All biological macromolecules have two inescapable features, they have mass and they either have an inherent electrical charge or can be easily made to carry one. Taking advantage of these features allows for the utilization of one of the most common laboratory techniques in use today, gel electrophoresis. Using this technique, molecules of DNA, RNA or protein can be separated from one another according to their size.
What Is a Gel?
In order to separate molecules according to their size first requires a separation medium. The most commonly used media for preparing gels is either agarose, a complex polysaccharide isolated from seaweed, or polyacrylamide, a plastic polymer that can be prepared and polymerized under numerous conditions. For both agarose and polyacrylamide, solutions can be prepared and “cast” into various devices to produce a ‘slab’ with varying concentrations of the separating medium. By changing the concentrations of the medium components, the size of pores within the gel can be made to be different. Bigger molecules take longer to go through smaller pores than do small molecules and thus the first feature for fractionation of molecules by their size is established.

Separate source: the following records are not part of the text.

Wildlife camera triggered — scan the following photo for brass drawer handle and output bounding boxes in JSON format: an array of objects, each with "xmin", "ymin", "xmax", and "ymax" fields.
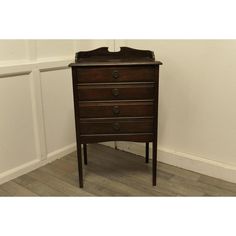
[
  {"xmin": 112, "ymin": 106, "xmax": 120, "ymax": 115},
  {"xmin": 112, "ymin": 122, "xmax": 120, "ymax": 131},
  {"xmin": 112, "ymin": 89, "xmax": 120, "ymax": 97},
  {"xmin": 112, "ymin": 70, "xmax": 120, "ymax": 79}
]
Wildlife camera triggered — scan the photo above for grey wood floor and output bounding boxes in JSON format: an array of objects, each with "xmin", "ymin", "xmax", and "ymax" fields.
[{"xmin": 0, "ymin": 144, "xmax": 236, "ymax": 196}]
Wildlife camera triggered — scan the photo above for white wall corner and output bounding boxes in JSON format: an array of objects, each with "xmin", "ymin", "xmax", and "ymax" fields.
[{"xmin": 108, "ymin": 142, "xmax": 236, "ymax": 183}]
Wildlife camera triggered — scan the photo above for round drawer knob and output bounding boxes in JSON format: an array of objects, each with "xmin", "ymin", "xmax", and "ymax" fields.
[
  {"xmin": 112, "ymin": 122, "xmax": 120, "ymax": 131},
  {"xmin": 112, "ymin": 106, "xmax": 120, "ymax": 115},
  {"xmin": 112, "ymin": 89, "xmax": 120, "ymax": 97},
  {"xmin": 112, "ymin": 70, "xmax": 120, "ymax": 79}
]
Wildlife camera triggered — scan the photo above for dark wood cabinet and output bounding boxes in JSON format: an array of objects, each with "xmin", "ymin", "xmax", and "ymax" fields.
[{"xmin": 69, "ymin": 47, "xmax": 162, "ymax": 187}]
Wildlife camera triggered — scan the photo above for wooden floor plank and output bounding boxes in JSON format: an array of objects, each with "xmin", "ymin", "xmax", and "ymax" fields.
[
  {"xmin": 28, "ymin": 168, "xmax": 91, "ymax": 196},
  {"xmin": 0, "ymin": 188, "xmax": 10, "ymax": 197},
  {"xmin": 0, "ymin": 144, "xmax": 236, "ymax": 196},
  {"xmin": 1, "ymin": 181, "xmax": 37, "ymax": 196},
  {"xmin": 14, "ymin": 174, "xmax": 63, "ymax": 196}
]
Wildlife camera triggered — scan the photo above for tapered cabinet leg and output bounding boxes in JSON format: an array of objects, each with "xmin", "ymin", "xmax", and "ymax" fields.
[
  {"xmin": 145, "ymin": 142, "xmax": 149, "ymax": 163},
  {"xmin": 152, "ymin": 142, "xmax": 157, "ymax": 186},
  {"xmin": 83, "ymin": 143, "xmax": 88, "ymax": 165},
  {"xmin": 77, "ymin": 144, "xmax": 84, "ymax": 188}
]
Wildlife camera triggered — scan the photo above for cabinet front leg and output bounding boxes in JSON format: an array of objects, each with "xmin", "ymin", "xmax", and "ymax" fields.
[
  {"xmin": 83, "ymin": 143, "xmax": 88, "ymax": 165},
  {"xmin": 146, "ymin": 142, "xmax": 149, "ymax": 163},
  {"xmin": 152, "ymin": 141, "xmax": 157, "ymax": 186},
  {"xmin": 77, "ymin": 143, "xmax": 83, "ymax": 188}
]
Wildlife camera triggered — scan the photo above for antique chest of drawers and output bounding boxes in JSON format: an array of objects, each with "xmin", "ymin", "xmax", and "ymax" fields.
[{"xmin": 69, "ymin": 47, "xmax": 162, "ymax": 187}]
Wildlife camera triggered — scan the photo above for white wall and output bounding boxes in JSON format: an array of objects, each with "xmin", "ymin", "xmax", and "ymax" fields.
[
  {"xmin": 0, "ymin": 40, "xmax": 114, "ymax": 183},
  {"xmin": 116, "ymin": 40, "xmax": 236, "ymax": 182},
  {"xmin": 0, "ymin": 40, "xmax": 236, "ymax": 183}
]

How Do the Molecules Move?
Whether the sample to be analyzed is a protein mixture or a mixture of nucleic acids, the force that makes them move through the gel is electric force. An electric field is applied across two electrodes, through a solution in which the gel is bathed and charges move between the electrodes. For any charged molecule in the gel, the electric field will force them to move, but only if they have a net electric charge.

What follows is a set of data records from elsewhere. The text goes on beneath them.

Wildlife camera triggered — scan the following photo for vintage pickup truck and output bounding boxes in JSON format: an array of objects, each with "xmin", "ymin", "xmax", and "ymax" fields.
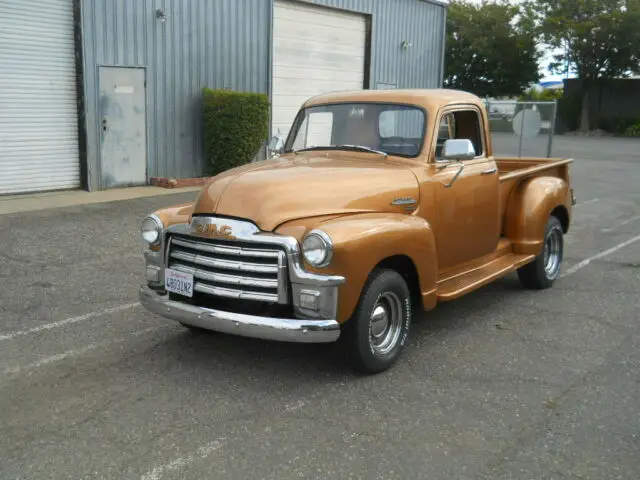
[{"xmin": 140, "ymin": 89, "xmax": 575, "ymax": 373}]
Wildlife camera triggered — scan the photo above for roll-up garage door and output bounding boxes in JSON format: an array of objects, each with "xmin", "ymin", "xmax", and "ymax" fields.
[
  {"xmin": 272, "ymin": 0, "xmax": 367, "ymax": 139},
  {"xmin": 0, "ymin": 0, "xmax": 80, "ymax": 194}
]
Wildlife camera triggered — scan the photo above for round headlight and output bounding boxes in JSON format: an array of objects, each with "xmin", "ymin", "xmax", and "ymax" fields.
[
  {"xmin": 302, "ymin": 230, "xmax": 333, "ymax": 267},
  {"xmin": 140, "ymin": 215, "xmax": 162, "ymax": 245}
]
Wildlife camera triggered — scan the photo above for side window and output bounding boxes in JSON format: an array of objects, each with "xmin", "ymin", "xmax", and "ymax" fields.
[
  {"xmin": 454, "ymin": 110, "xmax": 484, "ymax": 157},
  {"xmin": 436, "ymin": 113, "xmax": 456, "ymax": 160},
  {"xmin": 378, "ymin": 106, "xmax": 424, "ymax": 156},
  {"xmin": 436, "ymin": 110, "xmax": 484, "ymax": 160},
  {"xmin": 293, "ymin": 112, "xmax": 333, "ymax": 149}
]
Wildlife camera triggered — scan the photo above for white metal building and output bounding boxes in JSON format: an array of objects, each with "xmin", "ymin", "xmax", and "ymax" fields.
[{"xmin": 0, "ymin": 0, "xmax": 446, "ymax": 195}]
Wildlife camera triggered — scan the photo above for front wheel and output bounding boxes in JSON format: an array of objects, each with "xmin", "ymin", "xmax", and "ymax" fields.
[
  {"xmin": 518, "ymin": 216, "xmax": 564, "ymax": 290},
  {"xmin": 345, "ymin": 269, "xmax": 411, "ymax": 373}
]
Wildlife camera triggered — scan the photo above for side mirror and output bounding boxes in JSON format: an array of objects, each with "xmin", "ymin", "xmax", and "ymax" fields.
[
  {"xmin": 268, "ymin": 132, "xmax": 284, "ymax": 157},
  {"xmin": 442, "ymin": 138, "xmax": 476, "ymax": 161}
]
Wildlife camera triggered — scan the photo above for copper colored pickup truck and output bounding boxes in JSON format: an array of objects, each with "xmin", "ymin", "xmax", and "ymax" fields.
[{"xmin": 140, "ymin": 90, "xmax": 575, "ymax": 373}]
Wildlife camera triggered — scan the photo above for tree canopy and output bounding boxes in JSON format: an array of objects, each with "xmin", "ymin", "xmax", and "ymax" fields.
[
  {"xmin": 444, "ymin": 0, "xmax": 540, "ymax": 97},
  {"xmin": 532, "ymin": 0, "xmax": 640, "ymax": 131}
]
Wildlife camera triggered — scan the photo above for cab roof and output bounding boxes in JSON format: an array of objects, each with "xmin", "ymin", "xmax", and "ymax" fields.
[{"xmin": 303, "ymin": 88, "xmax": 482, "ymax": 110}]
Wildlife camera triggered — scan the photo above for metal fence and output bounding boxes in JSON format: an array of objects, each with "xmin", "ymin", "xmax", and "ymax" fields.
[{"xmin": 484, "ymin": 100, "xmax": 558, "ymax": 157}]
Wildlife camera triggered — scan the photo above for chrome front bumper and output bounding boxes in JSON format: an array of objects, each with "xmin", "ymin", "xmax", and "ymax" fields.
[{"xmin": 140, "ymin": 286, "xmax": 340, "ymax": 343}]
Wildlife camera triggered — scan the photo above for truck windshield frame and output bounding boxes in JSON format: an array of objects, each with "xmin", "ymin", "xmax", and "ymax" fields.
[{"xmin": 283, "ymin": 101, "xmax": 428, "ymax": 158}]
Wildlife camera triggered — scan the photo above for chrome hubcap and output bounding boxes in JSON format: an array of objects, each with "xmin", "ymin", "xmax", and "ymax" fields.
[
  {"xmin": 544, "ymin": 227, "xmax": 562, "ymax": 279},
  {"xmin": 369, "ymin": 292, "xmax": 402, "ymax": 354}
]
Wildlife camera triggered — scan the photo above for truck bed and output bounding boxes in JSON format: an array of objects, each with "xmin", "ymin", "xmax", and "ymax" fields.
[
  {"xmin": 495, "ymin": 157, "xmax": 573, "ymax": 183},
  {"xmin": 495, "ymin": 157, "xmax": 573, "ymax": 219}
]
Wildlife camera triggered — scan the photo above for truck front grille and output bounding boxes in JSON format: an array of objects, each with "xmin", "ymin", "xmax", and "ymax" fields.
[{"xmin": 167, "ymin": 235, "xmax": 288, "ymax": 304}]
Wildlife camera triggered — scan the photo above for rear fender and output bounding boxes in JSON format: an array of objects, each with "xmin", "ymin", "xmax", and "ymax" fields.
[
  {"xmin": 504, "ymin": 177, "xmax": 571, "ymax": 255},
  {"xmin": 277, "ymin": 213, "xmax": 437, "ymax": 323}
]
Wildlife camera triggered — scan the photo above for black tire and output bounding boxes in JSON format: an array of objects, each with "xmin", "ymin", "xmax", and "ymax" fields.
[
  {"xmin": 518, "ymin": 216, "xmax": 564, "ymax": 290},
  {"xmin": 344, "ymin": 269, "xmax": 411, "ymax": 373}
]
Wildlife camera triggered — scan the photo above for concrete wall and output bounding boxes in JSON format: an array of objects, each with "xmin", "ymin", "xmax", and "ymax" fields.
[
  {"xmin": 77, "ymin": 0, "xmax": 446, "ymax": 190},
  {"xmin": 564, "ymin": 78, "xmax": 640, "ymax": 128}
]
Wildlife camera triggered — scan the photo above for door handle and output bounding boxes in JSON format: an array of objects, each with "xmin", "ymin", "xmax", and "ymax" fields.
[{"xmin": 444, "ymin": 163, "xmax": 464, "ymax": 188}]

For DNA and RNA this is an inherent property. The “backbone” of nucleic acids is made up of a chain of sugar-phosphate moieties which have a natural net negative electrical charge. Proteins do not necessarily have a net electrical charge unless they are in a solution at a pH well away from what is known as their isoelectric point (pI). However, suspending proteins in solutions containing specific detergent molecules (such as sodium dodecyl sulfate) can impart a net negative charge on almost all protein molecules and it does it in a uniform manner in solutions of various pH ranges.

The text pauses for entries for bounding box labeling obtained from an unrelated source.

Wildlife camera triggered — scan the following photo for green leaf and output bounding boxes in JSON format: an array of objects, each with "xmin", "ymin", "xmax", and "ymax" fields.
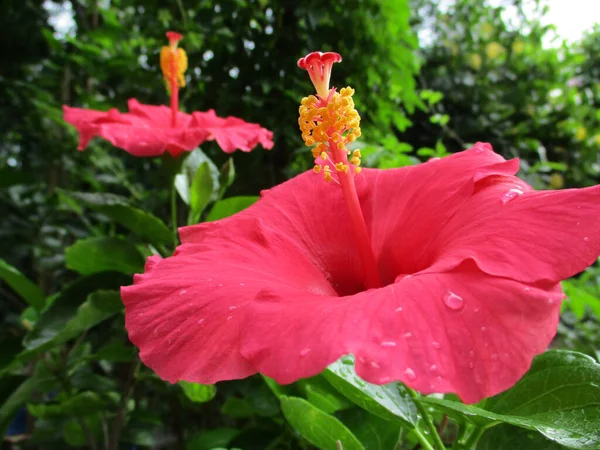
[
  {"xmin": 90, "ymin": 342, "xmax": 136, "ymax": 362},
  {"xmin": 69, "ymin": 192, "xmax": 173, "ymax": 245},
  {"xmin": 297, "ymin": 375, "xmax": 354, "ymax": 414},
  {"xmin": 221, "ymin": 396, "xmax": 256, "ymax": 419},
  {"xmin": 0, "ymin": 368, "xmax": 53, "ymax": 436},
  {"xmin": 63, "ymin": 414, "xmax": 102, "ymax": 447},
  {"xmin": 280, "ymin": 396, "xmax": 364, "ymax": 450},
  {"xmin": 174, "ymin": 148, "xmax": 221, "ymax": 205},
  {"xmin": 65, "ymin": 236, "xmax": 144, "ymax": 275},
  {"xmin": 27, "ymin": 391, "xmax": 106, "ymax": 418},
  {"xmin": 188, "ymin": 162, "xmax": 213, "ymax": 224},
  {"xmin": 338, "ymin": 408, "xmax": 402, "ymax": 450},
  {"xmin": 323, "ymin": 356, "xmax": 417, "ymax": 425},
  {"xmin": 19, "ymin": 288, "xmax": 123, "ymax": 358},
  {"xmin": 185, "ymin": 428, "xmax": 240, "ymax": 450},
  {"xmin": 421, "ymin": 350, "xmax": 600, "ymax": 449},
  {"xmin": 477, "ymin": 424, "xmax": 564, "ymax": 450},
  {"xmin": 0, "ymin": 259, "xmax": 44, "ymax": 310},
  {"xmin": 178, "ymin": 381, "xmax": 217, "ymax": 403},
  {"xmin": 206, "ymin": 196, "xmax": 259, "ymax": 222}
]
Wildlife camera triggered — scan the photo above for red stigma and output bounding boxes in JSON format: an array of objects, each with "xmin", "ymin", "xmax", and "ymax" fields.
[{"xmin": 167, "ymin": 31, "xmax": 183, "ymax": 44}]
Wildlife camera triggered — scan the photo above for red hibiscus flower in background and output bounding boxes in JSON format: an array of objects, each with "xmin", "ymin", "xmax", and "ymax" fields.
[
  {"xmin": 122, "ymin": 144, "xmax": 600, "ymax": 402},
  {"xmin": 63, "ymin": 32, "xmax": 273, "ymax": 156}
]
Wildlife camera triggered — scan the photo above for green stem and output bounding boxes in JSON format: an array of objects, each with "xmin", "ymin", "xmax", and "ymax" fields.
[
  {"xmin": 464, "ymin": 427, "xmax": 485, "ymax": 450},
  {"xmin": 415, "ymin": 427, "xmax": 435, "ymax": 450},
  {"xmin": 406, "ymin": 386, "xmax": 446, "ymax": 450},
  {"xmin": 171, "ymin": 183, "xmax": 179, "ymax": 249}
]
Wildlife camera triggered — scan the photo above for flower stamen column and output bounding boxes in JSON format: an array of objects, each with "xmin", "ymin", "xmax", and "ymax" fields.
[
  {"xmin": 160, "ymin": 31, "xmax": 188, "ymax": 128},
  {"xmin": 298, "ymin": 52, "xmax": 382, "ymax": 289}
]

If all of the molecules in a complex sample mixture can be made to have an equivalent net charge, they will all move at the same speed in a given electric field. By forcing them to go through pores of fixed sizes in either agarose or polyacrylamide, the gel matrix can affect a fractionation based on their size. Smaller molecules will get through pores more quickly. If a complex sample from, for example, a piece of pancreas is run on a polyacrylamide gel, it is now possible to separate the hormone insulin (only a few dozen amino acids long) away from the insulin receptor protein (many hundreds of amino acids long) and then detect them by means such as specific antibody staining.